愛犬の健康を守るポイントは、ただ「体によい食べ物」を与えるだけではありません。ぜひ次に紹介するポイントを把握しておきましょう。
まずは総合栄養食を基本にする
手作りのご飯や食べ物をあげてみたいと思い立ったとき。まずは「総合栄養食」を基本にして、食べ物は補助的な役割にしておくと安心です。総合栄養食とは、犬に必要な栄養素がバランスよく配合されたペットフードの種類です。栄養のある食べ物をあげていても、犬に必要な栄養素を満たすには、細かな計算が必要とされます。思わぬ体調不良を招かないためにも、まずは補助的に取り入れるほうがよいでしょう。
消化によいものをあげる
人間と犬は消化吸収のシステムが違うため、消化のよい食べ物を選び、消化によい形にするようにしましょう。脂質の多い肉や魚ばかりをあげたり、食物繊維が豊富な野菜・芋類ばかりあげたりすると、消化吸収しきれずに軟便や下痢になる場合があります。いろいろな食べ物をまんべんなく与え、また消化がよくなるよう十分に加熱したり、刻んだりして与えるようにしましょう。
年齢によって食事内容を変える
犬の食事内容は人間と同じように、年齢によって内容を工夫してあげましょう。たとえば1歳ごろまでは、成長に必要なビタミン・ミネラルを摂れるようにしたり、タンパク質や脂質が不足しないようにしたりといった配慮が必要です。
反対に6~8歳以降と高齢になってきたら、運動量や代謝が低下してきます。脂質を控えめにし、カロリーを少なめにして、体の負担を減らしてあげましょう。

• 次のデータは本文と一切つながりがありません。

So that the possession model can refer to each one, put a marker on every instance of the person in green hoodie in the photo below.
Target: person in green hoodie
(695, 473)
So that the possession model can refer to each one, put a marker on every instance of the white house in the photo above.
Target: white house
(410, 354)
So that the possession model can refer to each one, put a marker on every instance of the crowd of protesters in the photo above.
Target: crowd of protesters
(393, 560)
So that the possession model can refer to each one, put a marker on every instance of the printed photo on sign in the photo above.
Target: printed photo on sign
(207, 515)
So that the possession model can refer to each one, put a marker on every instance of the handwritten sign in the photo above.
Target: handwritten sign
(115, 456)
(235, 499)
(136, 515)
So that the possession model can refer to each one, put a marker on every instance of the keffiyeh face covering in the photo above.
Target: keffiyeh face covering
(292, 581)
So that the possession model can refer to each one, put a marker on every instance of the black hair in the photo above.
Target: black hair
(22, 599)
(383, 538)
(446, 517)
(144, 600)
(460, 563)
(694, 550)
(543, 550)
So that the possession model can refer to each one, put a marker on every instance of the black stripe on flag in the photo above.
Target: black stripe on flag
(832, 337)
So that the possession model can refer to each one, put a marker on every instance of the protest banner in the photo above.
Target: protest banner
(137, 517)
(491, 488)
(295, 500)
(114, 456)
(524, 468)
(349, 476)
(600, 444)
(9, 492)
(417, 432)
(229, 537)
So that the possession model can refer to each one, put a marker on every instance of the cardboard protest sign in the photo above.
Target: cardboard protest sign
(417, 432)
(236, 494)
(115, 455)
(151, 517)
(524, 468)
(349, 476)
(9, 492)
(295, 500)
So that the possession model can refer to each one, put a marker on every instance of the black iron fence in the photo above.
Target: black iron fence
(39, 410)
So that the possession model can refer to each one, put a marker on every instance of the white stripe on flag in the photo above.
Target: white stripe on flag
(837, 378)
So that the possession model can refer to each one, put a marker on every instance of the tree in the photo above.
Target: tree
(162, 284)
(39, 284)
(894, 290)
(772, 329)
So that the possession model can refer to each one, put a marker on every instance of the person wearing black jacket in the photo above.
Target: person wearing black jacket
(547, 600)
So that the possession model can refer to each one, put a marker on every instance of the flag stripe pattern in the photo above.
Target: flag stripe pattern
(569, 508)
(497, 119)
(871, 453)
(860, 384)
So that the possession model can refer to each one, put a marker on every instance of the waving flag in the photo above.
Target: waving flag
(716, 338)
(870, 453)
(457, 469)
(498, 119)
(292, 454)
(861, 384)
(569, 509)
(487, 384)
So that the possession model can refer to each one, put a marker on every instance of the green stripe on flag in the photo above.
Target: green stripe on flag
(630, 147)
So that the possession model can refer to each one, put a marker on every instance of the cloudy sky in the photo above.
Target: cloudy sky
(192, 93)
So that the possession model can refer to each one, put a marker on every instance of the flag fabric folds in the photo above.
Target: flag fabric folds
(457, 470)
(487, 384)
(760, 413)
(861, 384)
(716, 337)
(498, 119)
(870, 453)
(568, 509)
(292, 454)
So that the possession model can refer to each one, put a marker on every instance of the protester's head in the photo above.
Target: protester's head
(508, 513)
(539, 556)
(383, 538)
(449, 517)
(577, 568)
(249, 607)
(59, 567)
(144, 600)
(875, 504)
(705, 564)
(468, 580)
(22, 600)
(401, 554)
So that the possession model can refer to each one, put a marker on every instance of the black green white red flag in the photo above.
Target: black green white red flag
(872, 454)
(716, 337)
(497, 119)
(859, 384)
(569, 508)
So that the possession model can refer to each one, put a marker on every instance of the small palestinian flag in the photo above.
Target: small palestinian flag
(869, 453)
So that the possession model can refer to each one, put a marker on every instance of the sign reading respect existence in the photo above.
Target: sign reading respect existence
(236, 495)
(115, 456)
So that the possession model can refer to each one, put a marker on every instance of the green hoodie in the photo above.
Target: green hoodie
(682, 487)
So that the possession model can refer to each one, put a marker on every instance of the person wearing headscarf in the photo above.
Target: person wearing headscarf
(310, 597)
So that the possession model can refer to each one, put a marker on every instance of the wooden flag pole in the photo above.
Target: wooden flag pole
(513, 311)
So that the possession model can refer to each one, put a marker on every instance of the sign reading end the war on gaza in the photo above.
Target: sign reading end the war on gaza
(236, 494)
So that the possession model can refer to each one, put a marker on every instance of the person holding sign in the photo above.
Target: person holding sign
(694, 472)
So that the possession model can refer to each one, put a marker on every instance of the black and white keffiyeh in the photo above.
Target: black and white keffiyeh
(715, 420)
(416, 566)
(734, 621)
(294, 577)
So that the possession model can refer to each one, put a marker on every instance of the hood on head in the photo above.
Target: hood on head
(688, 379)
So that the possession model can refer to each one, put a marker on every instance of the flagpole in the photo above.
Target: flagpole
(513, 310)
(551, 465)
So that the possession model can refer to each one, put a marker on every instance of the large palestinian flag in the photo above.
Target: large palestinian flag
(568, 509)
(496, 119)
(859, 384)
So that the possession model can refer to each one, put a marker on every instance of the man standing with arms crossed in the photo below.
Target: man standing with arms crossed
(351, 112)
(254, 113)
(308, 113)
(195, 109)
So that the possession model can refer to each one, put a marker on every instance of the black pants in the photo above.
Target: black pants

注目が集まる愛犬への手作りフード・・・犬の健康に「よいもの」?
手作りフードはよいところばかりに見えるかもしれません。ですが、しっかりと注意点も把握しておきたいもの。愛犬の健康を考えたときに「手作りフードのほうがよさそう」とイメージする方もいらっしゃるでしょう。
手作りフードを始める前に魅力と注意点を整理
手作りフードを試してみたものの、やっぱり大変だから元に戻す・・・ということを繰り返してしまうと、愛犬にとってストレスになりかねません。手作りフードだけをあげるときは、飼い主がしっかりと栄養の知識をつけて、毎日食事を準備する「意気込み」が必要です。
手作りフードの魅力と注意点
手作りフードは毎日続けやすい方法で
気軽に取り組んでみたい方は、先ほどもお伝えしたように総合栄養食のペットフードを基本にし、手作りフードは補助的に取り入れてみましょう。まずは手間なく簡単なほうが長く続けやすく、飼い主にとっても愛犬にとってもストレスなく健康に過ごせる大きな秘訣です。
食べたものが体を作る。愛犬の健康づくりは日々の食事から
「長く元気でいられるように健康を守ってあげたい」と、多くの飼い主が思っているはず。栄養バランスが整ったごはんと愛犬に「おいしい!」と感じてもらうのは、愛犬の幸福度を高め健康を守る大切な手段でもあります。
愛犬の健康のために、手作りフードをはじめてみる際は、愛犬の体調やストレスになっていないかを見ながら、少量ずつスタートしてください。いきなり本格的な手作りは、飼い主にとっても大きな負担に。愛する家族の一員のために、できる部分から少しずつ整えていきましょう。